Posted: Thu Sep 01, 2011 6:05 am
by Llamarble
Ah, I thought Mith came up with it
Here
Is what he mentioned as his reason for wanting to play the whiteflag game during team mafia.

Posted: Thu Sep 01, 2011 6:09 am
by zoraster
That does predate my game, but I'm pretty sure I never saw it as I wasn't involved in MD at the time. Still, creation credit goes there. Did a white flag game actually get run off of that?

Posted: Thu Sep 01, 2011 7:03 pm
by Hoopla
GreyICE wrote:No, it's not. If you can't figure out just from looking at the numbers what the problem is, then this is not worth arguing.

3:7:3
2:3:2

If the top is balanced doesn't take SCIENCE to figure out the bottom one is a load of horseshit. 2:5:2 is obviously much better.

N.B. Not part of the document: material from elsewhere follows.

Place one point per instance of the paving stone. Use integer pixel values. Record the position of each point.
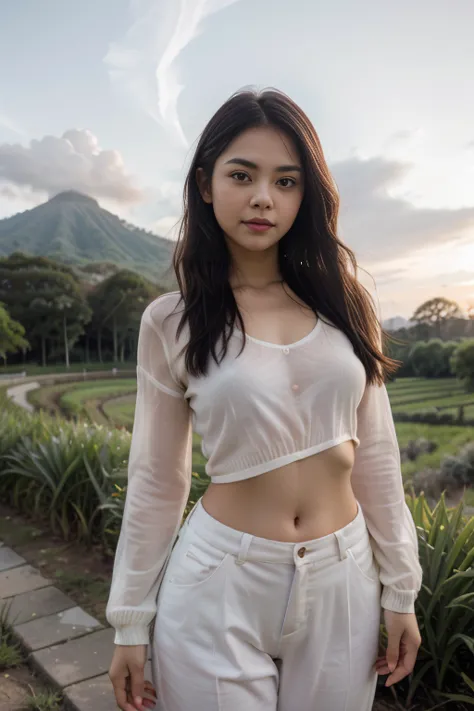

As a thought experiment just continue downwards (replace the mason with a single confirmed "Earl" in the setup). 1:3:1 is clearly more-or-less balanced. Adding a scum and a mason to 1:3:1 does not balance make.


I tend to agree with Grey, 2:5:2 does seem more balanced than 2:3:2, and minimises the possibility of a claiming strategy being a relevant discussion in the game. If this is true, is it necessary to have another mid-sized Friends and Enemies game?

Ignoring the balance side of things, is it even a fun/interesting setup? We have a bunch of 2:3:2 setups, with the 2 being a Cop/Doc. I see SCIENCE playing out similarly to those, with the main variable being the masons can confirm each other. In both setups though, the main town power comes via PoE of having claimed roles/non claimed roles on D2, and scum having to choose which pool to hide within.